The Sierra Club Fights Urbanization of Hawaii

     HONOLULU (CN) – The Sierra Club and a Democratic state senator have challenged in court Hawaii’s plan to urbanize 2,292 acres of agricultural land on west Oahu.
     Joined as a plaintiff by state Sen. Clayton Hee, The Sierra Club sued Castle & Cooke Homes, the Hawaii Land Use Commission and the state’s Department of Planning and Permitting.
     The plaintiffs are appealing the Land Use Commission’s adoption of two petitions to reclassify 767 acres of agricultural land in Waipio and Waiawa, and another 1,525 acres in Ewa to urban use. All are on Oahu. The areas are currently classified as either “Prime Agricultural Land” or “Other Important Agricultural Land.”
     According to the complaint, (nonparty) D.R. Horton Schuler filed the two petitions in 2007 to rezone the lands. Schuler wants to build the Ho’opili development, with 11,750 residential units, business and commercial buildings, schools, parks and roads.
     Hearings have been held since 2009, featuring experts and presentation of evidence. Horton claims to have addressed housing needs, productivity of the land for farming, and traffic issues.
     But the Sierra Club claims the state approved the rezoning without two-thirds vote of the Legislature, as required by state law.

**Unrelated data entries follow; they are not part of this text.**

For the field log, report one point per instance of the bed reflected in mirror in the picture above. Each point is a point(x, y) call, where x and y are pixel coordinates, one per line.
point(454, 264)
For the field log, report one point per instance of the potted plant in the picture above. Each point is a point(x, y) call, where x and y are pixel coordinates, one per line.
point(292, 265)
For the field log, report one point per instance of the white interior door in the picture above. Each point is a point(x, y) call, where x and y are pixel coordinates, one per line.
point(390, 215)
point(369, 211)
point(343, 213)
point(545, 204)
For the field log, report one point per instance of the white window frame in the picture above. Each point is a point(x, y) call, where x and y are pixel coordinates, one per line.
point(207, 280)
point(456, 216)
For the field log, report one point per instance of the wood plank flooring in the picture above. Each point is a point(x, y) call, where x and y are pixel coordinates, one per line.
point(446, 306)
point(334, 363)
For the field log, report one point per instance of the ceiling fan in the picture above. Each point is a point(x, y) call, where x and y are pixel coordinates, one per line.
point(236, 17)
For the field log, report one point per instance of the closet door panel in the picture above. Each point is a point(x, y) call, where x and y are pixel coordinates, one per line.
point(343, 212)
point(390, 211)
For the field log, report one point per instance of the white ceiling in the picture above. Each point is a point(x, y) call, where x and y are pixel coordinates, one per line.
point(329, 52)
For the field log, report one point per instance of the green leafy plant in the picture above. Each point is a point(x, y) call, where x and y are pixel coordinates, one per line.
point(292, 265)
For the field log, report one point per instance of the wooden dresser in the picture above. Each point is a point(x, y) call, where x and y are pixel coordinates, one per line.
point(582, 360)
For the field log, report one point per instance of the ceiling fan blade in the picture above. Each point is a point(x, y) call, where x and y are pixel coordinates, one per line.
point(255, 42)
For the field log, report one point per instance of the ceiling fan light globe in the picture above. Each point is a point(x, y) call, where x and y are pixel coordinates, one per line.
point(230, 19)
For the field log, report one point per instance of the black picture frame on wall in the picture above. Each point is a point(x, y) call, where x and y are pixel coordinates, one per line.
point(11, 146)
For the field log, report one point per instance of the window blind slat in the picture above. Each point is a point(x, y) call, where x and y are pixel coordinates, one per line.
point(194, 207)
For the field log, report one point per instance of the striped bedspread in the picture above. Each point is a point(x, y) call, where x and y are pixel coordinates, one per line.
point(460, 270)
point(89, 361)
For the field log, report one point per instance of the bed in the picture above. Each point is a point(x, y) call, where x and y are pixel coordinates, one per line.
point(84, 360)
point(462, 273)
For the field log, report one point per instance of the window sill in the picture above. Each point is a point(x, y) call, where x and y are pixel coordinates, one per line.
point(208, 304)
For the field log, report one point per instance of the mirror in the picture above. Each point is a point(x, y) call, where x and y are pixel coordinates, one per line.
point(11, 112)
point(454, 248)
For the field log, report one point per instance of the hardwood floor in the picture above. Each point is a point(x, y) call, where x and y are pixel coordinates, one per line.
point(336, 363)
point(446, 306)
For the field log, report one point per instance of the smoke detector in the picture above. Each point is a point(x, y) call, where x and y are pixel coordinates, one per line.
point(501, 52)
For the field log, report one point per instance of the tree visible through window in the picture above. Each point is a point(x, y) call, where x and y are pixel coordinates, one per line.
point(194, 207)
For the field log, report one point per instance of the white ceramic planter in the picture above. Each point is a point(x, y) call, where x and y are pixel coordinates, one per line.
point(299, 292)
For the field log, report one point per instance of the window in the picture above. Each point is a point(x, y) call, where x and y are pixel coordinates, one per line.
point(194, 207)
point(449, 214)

     “Article XI, Section 3 [of Hawaii’s constitution] calls upon the state to ‘conserve and protect agricultural lands, promote diversified agriculture, increase agricultural self-sufficiency and assure the availability of agriculturally suitable lands.’
     “It further directs that ‘lands identified by the State as Important Agricultural Lands needed to fulfill the purposes above shall not be reclassified by the state or rezoned by its political subdivisions without meeting the standards and criteria established by the legislature and approved by a two-thirds vote of the body responsible for the reclassification or rezoning action,'” according to the complaint.
     The plaintiffs add: “The criteria for reclassification of lands in agricultural production set forth in HAR 15-15-77(6) requires that agricultural lands in production two years prior to the filing of a petition shall not be reclassified unless the development is needed for urban growth or if reclassification will not impair agricultural production in the state.”
     The Sierra Club and state Sen. Hee claim: “Despite overwhelming and dispositive evidence to the contrary, the Findings state that there are sufficient alternative agricultural lands and that agriculture on Oahu will not be harmed by this reclassification.”
     They seek an injunction invalidating and reversing the rezoning and designating it “Important Agricultural Lands.”
     They are represented by Eric Seitz.